For EARS methods, those ending with ’NS’ are based on the original data, while those ending with ’S’ use data smoothed with MAH. Model 1 and 2 rely solely on observed total cases (excluding the logistic regression model for comparison), with the difference being that the DGP in model 1 excluded while the DGP in model 2 included day-of-the-week and public holiday effects. Model 3 is designed to assess performance in stratified analyses (and hence include the logistic regression model), with day-of-the-week and public holiday effects are simulated as well. Further details are provided in the S1 Supplementary Materials.

https://doi.org/10.1371/journal.pone.0345088.g006

For Model 2, which included calendar effects and random noise, MAH smoothing moderately improved timeliness for both the proposed and EARS methods. In contrast, it had little impact on EpiEstim, likely because EpiEstim already applies temporal smoothing via its sliding time window. Overall, the proposed method with MAH smoothing consistently achieves the best timeliness, followed by EpiEstim without smoothing.

For Model 3—which introduced varying day-of-the-week and public holiday effects across different periods compared to Model 2—the results were mixed.

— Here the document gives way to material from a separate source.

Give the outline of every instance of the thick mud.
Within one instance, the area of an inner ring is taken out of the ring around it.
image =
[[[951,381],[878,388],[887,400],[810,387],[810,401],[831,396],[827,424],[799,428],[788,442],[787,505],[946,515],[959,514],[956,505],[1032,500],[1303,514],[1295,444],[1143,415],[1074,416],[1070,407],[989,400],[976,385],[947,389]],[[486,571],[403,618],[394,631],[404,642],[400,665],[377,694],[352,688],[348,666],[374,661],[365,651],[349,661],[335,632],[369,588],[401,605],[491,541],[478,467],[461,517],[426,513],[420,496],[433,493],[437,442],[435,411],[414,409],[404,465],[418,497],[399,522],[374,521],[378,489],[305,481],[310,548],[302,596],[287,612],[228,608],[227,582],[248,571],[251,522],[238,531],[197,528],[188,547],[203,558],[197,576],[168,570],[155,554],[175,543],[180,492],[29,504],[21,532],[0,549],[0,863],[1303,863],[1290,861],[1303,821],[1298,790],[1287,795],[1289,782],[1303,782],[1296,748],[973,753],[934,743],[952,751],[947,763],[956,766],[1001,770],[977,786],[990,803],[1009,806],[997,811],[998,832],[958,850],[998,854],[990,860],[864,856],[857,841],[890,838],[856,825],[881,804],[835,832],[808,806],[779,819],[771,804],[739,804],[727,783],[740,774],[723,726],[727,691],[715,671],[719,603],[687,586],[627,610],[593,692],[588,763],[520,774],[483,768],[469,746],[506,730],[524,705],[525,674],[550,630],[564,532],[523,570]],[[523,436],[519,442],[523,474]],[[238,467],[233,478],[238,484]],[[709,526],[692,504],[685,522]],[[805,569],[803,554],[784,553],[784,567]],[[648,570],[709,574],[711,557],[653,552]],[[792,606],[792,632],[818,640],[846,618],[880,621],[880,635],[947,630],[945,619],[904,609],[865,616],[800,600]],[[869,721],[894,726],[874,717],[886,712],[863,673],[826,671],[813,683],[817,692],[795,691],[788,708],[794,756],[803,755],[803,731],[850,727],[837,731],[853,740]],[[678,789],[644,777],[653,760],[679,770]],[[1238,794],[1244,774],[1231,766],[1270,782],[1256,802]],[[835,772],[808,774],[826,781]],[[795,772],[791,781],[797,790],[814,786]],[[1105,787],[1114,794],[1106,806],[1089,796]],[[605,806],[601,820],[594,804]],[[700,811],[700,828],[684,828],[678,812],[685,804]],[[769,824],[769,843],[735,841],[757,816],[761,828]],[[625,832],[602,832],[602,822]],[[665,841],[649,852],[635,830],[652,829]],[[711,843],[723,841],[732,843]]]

While smoothing slightly improved the timeliness of EARS C1 at lower fpr levels, it had no effect on EARS C2, and the overall performance of the EARS methods remained limited under this more complex DGP. Similarly, the logistic regression method performed poorly, likely due to the modest growth advantage of the VOC over the non-VOC variant, which reduced its ability to detect differential growth. Smoothing also provided little benefit to this method, as it relies on relative growth rates that are minimally affected by calendar-driven fluctuations. EpiEstim’s performance remained largely unchanged with smoothing, consistent with findings in Model 2. In contrast, the proposed method consistently benefited from smoothing, with MAH substantially enhancing its timeliness. Notably, the MAH-smoothed version (PM_MAH) outperformed all other methods across all scenarios, followed closely by EpiEstim without smoothing (EPINS).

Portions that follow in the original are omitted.